Marc Desobeau, Railroad
1. Tren/Vagon İkilemi (Trolley Dilemma): Bir Eylemin Sonucunu Aktif Ve Pasif Katılımla Belirlemenin Sorumluluğu
Felsefeci Philippa Foot ve Judith Jarvis’in ortaya attığı Vagon İkilemi (Trolley Dilemma), “etik karar verme sürecinde”, karar ve tutumlarımızı etkileyen faktörleri görebilmek açısından önemlidir. Burada yer alan senaryo iki aşamalı olup, her iki aşama için eylem kararlarımız ve bu kararlarımızı etkileyen faktörleri görebilmemiz önemlidir.
Senaryo gereği bir tren yolunun yakınlarındasınız.
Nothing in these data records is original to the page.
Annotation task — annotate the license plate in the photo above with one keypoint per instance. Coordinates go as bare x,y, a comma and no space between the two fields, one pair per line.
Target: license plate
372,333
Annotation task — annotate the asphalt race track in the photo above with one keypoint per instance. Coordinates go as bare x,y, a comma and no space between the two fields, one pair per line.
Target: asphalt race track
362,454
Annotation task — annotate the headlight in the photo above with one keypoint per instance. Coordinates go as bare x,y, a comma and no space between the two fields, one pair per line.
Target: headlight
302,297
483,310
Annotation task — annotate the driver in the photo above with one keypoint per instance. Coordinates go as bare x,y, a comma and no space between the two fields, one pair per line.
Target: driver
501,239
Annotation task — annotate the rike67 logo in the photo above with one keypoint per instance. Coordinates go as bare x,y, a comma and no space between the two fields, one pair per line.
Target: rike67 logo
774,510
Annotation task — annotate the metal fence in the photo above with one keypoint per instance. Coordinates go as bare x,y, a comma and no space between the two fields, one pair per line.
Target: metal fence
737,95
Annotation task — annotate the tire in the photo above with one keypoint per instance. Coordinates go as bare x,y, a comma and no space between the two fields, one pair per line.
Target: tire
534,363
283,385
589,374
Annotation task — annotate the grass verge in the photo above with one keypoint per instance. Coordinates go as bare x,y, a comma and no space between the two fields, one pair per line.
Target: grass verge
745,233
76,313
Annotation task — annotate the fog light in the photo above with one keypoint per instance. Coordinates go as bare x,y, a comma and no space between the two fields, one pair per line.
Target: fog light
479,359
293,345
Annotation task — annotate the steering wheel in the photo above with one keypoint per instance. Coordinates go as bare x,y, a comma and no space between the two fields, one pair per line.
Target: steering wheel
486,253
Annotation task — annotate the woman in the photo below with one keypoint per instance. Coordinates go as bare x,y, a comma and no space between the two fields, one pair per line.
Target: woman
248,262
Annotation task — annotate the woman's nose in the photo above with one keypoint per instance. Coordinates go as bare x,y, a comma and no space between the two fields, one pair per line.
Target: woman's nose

Sürücüsünün veya kontrol eden bir kişinin olmadığı bir vagonun hızla geldiğini görüyorsunuz. Rayların üzerinde beş işçi, sırtları vagona dönük çalışıyorlar. İşçilere sesinizi duyurma şansınız da yok. Vagonu diğer raya geçirecek olan bir kolun yanında olduğunu fark ediyorsunuz. Eğer kolu çekerseniz, vagon, makas atlayarak diğer raya geçecek, beş işçi kurtulacak. Ancak, diğer rayda bir işçi çalışıyor; onu da uyarma şansınız yok. Ya kolu çekmeyip beş işçinin ölmesine ya da kolu çekip bir işçinin ölmesine neden olacaksınız. Hangisini seçerdiniz?
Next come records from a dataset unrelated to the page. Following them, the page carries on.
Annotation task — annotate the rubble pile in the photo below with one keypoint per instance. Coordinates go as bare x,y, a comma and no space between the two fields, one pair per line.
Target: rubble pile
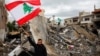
73,41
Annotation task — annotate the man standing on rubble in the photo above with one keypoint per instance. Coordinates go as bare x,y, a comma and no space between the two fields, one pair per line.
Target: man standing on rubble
40,49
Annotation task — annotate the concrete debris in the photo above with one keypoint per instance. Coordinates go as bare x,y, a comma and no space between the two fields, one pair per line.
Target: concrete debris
73,40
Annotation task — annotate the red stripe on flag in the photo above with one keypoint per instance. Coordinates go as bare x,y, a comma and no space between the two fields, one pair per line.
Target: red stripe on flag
12,5
29,16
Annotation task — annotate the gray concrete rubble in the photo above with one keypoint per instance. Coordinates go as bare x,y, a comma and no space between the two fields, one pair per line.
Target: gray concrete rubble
73,40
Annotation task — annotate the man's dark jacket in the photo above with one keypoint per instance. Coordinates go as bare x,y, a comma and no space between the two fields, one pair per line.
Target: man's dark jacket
40,49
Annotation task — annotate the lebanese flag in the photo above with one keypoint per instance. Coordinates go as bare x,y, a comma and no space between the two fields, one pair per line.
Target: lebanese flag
23,10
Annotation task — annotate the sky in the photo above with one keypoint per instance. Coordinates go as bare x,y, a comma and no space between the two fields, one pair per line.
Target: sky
68,8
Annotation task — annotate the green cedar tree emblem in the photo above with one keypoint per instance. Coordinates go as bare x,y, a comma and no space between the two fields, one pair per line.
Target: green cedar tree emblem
27,8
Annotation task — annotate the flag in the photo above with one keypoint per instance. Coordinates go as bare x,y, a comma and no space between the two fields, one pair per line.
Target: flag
23,10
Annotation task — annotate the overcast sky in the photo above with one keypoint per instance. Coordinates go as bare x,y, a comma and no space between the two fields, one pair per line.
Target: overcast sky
68,8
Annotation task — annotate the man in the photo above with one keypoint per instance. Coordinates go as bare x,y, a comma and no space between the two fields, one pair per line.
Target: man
40,49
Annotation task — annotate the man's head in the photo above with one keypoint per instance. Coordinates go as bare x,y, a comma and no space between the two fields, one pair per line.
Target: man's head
39,41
İkinci senaryoda, altından tren yolu olan bir köprünün üzerindesiniz. Köprüde iri yarı bir adam var. İçinde sürücüsünün olmadığı bir vagon geliyor; raylarda gelen vagondan habersiz beş işçi çalışıyor; uyarma şansınız yine yok. Eğer, tanımadığınız adamı, köprüden atarsanız rayların üzerine düşecek, vagonun durmasını sağlayacak; beş işçi kurtulacak; ne yapardınız? Her iki senaryoda da beş kişiyi kurtarıp bir kişiyi feda etmek sizin elinizde olduğu halde iki senaryoda neden farklı davranırız? Bu senaryo, Harvard Üniversitesi’nde 300 binden fazla kişiye sorulmuş. Büyük çoğunluk, beş kişiyi kurtarmak için bir kişiyi feda ederek kolu çekerken; çoğunluk denecek sayıda kişi, adamı, köprüden atma düşüncesinden kaçınmış.
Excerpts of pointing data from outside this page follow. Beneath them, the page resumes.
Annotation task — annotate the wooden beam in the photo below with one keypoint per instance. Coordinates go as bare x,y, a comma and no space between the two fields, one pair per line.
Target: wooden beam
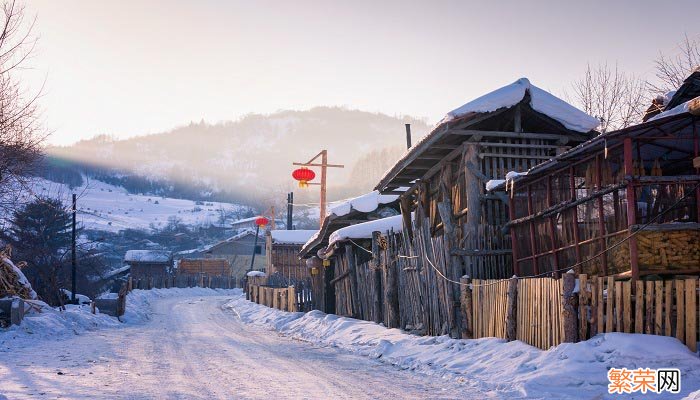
444,146
502,155
484,253
436,168
520,146
518,135
419,167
Buradaki karar mekanizması, bir insanın ölümünden, kendimizi aktif veya pasif olarak ne derece sorumlu tutacağımız ile ilgilidir. Ahlakın ve etik değerlerin oluşmasındaki temel mekanizmayı, sadece ve sadece din, hukuk, gelenek ve görenek gibi doğduktan sonra öğrenilen kurallar silsilesi olarak göstermek, öne sürmek doğru olmayacaktır. Diğer bir ifadeyle sağduyu ve vicdana sahip olmak; din, inançlı olmak veya hukuk sistemi vb. kuralların varlığı ile değil, o bireyin, doğuştan gelen bir zihinsel sisteminin, ebeveynleri veya toplum tarafından hangi duygu donanımları, ilişkiler ve güvenlik unsuru ile yetiştirilmesine bağlı olabileceği ile açıklanabilir.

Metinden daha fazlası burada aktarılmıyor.